My idea is to rewrite the function $\varphi$ as $\sum_{k=1}^n a_k\chi_{\phi^{-1}(a_k)}$ where $a_k$ is the sum of some $b_k$ terms and $\phi^{-1}(a_k)$ is the union of intersections of some $F_k$ terms. After some manipulations I note that I can put back together all the "pieces" and find $\sum_{k=1}^m b_k\,\mu(F_k)$. Unfortunately, that very last passage is left to the reader. Is there a way to make all the process explicit and yet clean and easy to follow?

Answer 1

Suppose $m$ is finite.
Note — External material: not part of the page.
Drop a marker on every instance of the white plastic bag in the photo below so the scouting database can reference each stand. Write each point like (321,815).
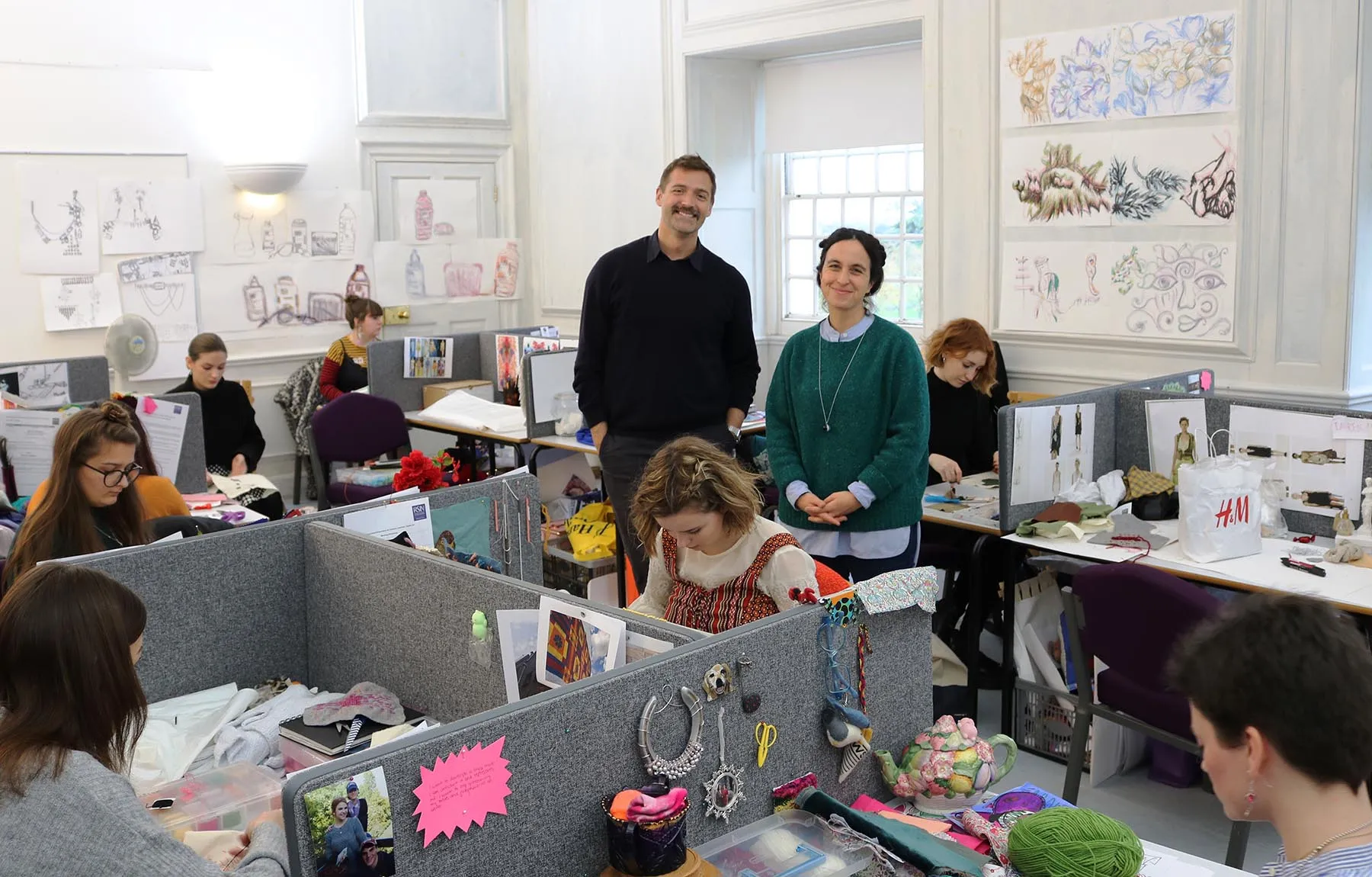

Using the linearity of the integral, we have $$ \int \left(\sum_{k=1}^m b_k1_{F_k}(x)\right)\mu(\mathrm dx) = \sum_{k=1}^m b_k\int1_{F_k}(x)\mu(\mathrm dx) = \sum_{k=1}^mb_k\mu(F_k) $$ regardless of the shape of the collection $F_k$.

If you don't want to use linearity, note that given some finite collection $\{F_k\}_{k=1}^m$ of measurable sets there is a unique coarsest partition $\mathscr G = \{G_i\}_{i=1}^n$ such that $F_k$ are unions of some elements in $\mathscr G$. Let $g:\{1,\dots,n\}\to2^{\{1,\dots,m\}}$ be the index function uniquely defined by $$ k\in g(i)\quad\Leftrightarrow\quad G_i\subset F_k $$ for any $k\in\{1,\dots,m\}$ and any $i\in \{1,\dots,n\}$. Furthermore, note that for any $k\in \{1,\dots,m\}$ the inverse of $g$ satisfies $$ \{i:k\in g(i)\} = \{i:G_i\subset F_k\} $$ is partition of $F_k$ in $\mathscr G$. In particular, $\mu(F_k) = \sum_{i:k\in g(i)}\mu(G_i).$ Then we have: $$ \varphi(x) = \sum_{k=1}^m b_k1_{F_k}(x) = \sum_{i=1}^n\left(\sum_{k\in g(i)}b_k\right)1_{G_i}(x) $$ where the first equality is the definition of $\varphi$ and the latter function is standard simple one. Thus $$ \int\varphi\;\mathrm d\mu = \sum_{i=1}^n\left(\sum_{k\in g(i)}b_k\right)\mu(G_i) = \sum_{k=1}^n b_k\left(\sum_{i:k\in g(i)}\mu(G_i)\right) = \sum_{k=1}^n b_k\mu(F_k) $$ where we passed from the summation over $G_i$ to the summation over $b_k$.